Years ago, I learned that people hear sermons in different ways. So, I can only tell you what I heard him say that night. What I heard from the old prophet is that God wants us to ask bigger questions and to stop debating whether to keep three rather than four fasts or to keep no fasts at all. God wants us to answer: “What are you doing about those who are hungry and will not eat today, those who are sick and cannot afford the care, those who are living on the streets and have no house to rebuild? While you worry about your fasts and the evening candle colors in the sanctuary, the forgotten in Jerusalem worry if they will remain forgotten by you.”

Though Zechariah never used these exact words, the most important question I heard him ask was: “My people, where is your gratitude?” Maybe that was an unfair question to ask us amid our economic strife and sitting in a makeshift temple with a leaking roof and huddling for warmth in our unfinished homes. Or, maybe that was the exact question we needed to hear to move us beyond worrying only about our own troubles?

Thinking more about it, my daughter, Zechariah’s sermon, was less about economic recovery and more about recovering our faith. “Until you can give thanks for God’s law, a law built on grace and gratitude,” said the old prophet, “including care of the neglected and welcome of strangers, you will continue to live in the desert whether the temple is finished and reaches to the stars and sparkles with gold or whether it remains a half-finished mess.”

It was clear on that Sabbath night that Zechariah had no use for desert thinking and desert talk, because desert thinking and desert talk lead you from freedom into captivity. His sermon asked if we are ready to return to “the land of delights” where our worship matches our words and our good intentions match our good deeds, where we spend far more time giving thanks for God’s grace than complaining about how God has failed us.

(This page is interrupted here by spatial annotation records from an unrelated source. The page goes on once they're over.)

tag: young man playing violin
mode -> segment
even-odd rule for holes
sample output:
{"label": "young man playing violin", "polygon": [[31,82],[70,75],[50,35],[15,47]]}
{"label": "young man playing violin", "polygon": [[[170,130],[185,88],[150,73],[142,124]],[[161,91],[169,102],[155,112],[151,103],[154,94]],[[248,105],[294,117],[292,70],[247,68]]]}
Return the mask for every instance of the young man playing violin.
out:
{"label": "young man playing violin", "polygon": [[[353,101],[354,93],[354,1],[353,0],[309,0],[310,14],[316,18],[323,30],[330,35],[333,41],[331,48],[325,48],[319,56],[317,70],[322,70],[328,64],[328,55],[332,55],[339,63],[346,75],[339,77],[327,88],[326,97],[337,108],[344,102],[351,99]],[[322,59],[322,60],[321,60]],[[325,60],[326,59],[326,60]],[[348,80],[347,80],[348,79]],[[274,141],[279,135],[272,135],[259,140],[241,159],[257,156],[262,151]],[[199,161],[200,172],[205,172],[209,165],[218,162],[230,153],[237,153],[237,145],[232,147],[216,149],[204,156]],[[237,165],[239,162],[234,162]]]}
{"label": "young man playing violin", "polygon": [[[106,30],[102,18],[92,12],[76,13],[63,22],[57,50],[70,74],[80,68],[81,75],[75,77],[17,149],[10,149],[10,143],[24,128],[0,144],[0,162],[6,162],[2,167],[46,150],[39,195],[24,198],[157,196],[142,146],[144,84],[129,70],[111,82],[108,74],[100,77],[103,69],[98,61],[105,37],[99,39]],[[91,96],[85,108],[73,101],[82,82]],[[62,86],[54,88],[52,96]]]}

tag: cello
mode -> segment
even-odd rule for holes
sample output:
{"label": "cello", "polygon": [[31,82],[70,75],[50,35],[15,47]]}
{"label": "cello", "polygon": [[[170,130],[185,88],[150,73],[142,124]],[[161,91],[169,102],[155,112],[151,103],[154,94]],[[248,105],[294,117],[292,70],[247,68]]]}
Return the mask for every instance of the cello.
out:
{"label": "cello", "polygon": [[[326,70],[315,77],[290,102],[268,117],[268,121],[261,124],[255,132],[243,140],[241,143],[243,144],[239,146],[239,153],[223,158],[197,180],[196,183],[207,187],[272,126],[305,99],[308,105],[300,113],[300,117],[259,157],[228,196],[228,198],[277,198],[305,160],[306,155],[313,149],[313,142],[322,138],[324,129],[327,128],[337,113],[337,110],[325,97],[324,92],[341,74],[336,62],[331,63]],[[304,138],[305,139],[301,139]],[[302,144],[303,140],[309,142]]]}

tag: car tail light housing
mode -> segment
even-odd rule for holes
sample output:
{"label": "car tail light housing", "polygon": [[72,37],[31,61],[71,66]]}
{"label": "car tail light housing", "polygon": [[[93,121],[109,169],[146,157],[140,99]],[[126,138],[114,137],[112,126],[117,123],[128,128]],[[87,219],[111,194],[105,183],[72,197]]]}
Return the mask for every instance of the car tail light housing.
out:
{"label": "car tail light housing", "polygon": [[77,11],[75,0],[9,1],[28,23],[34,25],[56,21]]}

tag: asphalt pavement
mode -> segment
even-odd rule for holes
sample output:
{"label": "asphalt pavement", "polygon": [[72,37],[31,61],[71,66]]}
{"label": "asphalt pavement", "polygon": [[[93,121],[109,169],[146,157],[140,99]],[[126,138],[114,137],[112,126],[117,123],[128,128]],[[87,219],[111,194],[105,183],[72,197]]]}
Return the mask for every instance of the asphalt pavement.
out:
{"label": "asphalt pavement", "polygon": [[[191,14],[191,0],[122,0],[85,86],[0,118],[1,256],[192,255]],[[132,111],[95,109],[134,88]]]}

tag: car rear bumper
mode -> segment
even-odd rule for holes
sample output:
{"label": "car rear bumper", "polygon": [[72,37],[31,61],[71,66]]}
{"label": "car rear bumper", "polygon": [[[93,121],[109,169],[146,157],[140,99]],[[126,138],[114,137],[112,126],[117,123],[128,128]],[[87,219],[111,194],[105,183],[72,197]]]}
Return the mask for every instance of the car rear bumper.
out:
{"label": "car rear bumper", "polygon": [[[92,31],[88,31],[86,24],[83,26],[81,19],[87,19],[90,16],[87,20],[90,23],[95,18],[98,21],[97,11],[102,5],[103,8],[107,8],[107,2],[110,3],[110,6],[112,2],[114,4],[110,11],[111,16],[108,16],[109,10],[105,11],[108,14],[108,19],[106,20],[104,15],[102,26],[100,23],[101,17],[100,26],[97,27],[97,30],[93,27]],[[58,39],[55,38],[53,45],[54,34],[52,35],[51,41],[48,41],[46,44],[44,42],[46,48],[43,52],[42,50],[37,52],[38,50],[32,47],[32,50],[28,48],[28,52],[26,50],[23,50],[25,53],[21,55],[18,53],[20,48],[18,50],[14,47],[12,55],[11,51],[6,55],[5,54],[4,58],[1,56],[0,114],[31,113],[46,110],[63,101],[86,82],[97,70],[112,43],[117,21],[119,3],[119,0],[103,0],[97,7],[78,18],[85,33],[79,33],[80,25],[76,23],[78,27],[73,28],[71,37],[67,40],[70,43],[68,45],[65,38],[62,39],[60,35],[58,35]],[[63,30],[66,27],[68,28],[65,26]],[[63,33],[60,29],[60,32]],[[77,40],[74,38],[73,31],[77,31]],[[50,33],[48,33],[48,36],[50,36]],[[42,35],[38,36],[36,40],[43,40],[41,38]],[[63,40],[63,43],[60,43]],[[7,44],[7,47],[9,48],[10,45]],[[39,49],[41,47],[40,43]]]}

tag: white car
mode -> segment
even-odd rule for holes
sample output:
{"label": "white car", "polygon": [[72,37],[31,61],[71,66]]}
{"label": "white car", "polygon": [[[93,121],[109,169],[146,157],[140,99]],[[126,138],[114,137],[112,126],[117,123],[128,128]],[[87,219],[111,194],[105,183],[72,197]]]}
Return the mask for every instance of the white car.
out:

My daughter, I will close this letter by reminding you that when I think of you, I am filled with thanksgiving and gratitude to God, and in those moments, I am dance “in the land of delights.”

I pray that your life will be filled with thanksgiving to God, the surest path I know from the desert into the land of delights.

With great love,

Your Father


[This letter is not found anywhere in the Bible, but it is found whenever we pause and give deep thanks to God for each other. May this week ahead be a time of such deep thanks for each of us.]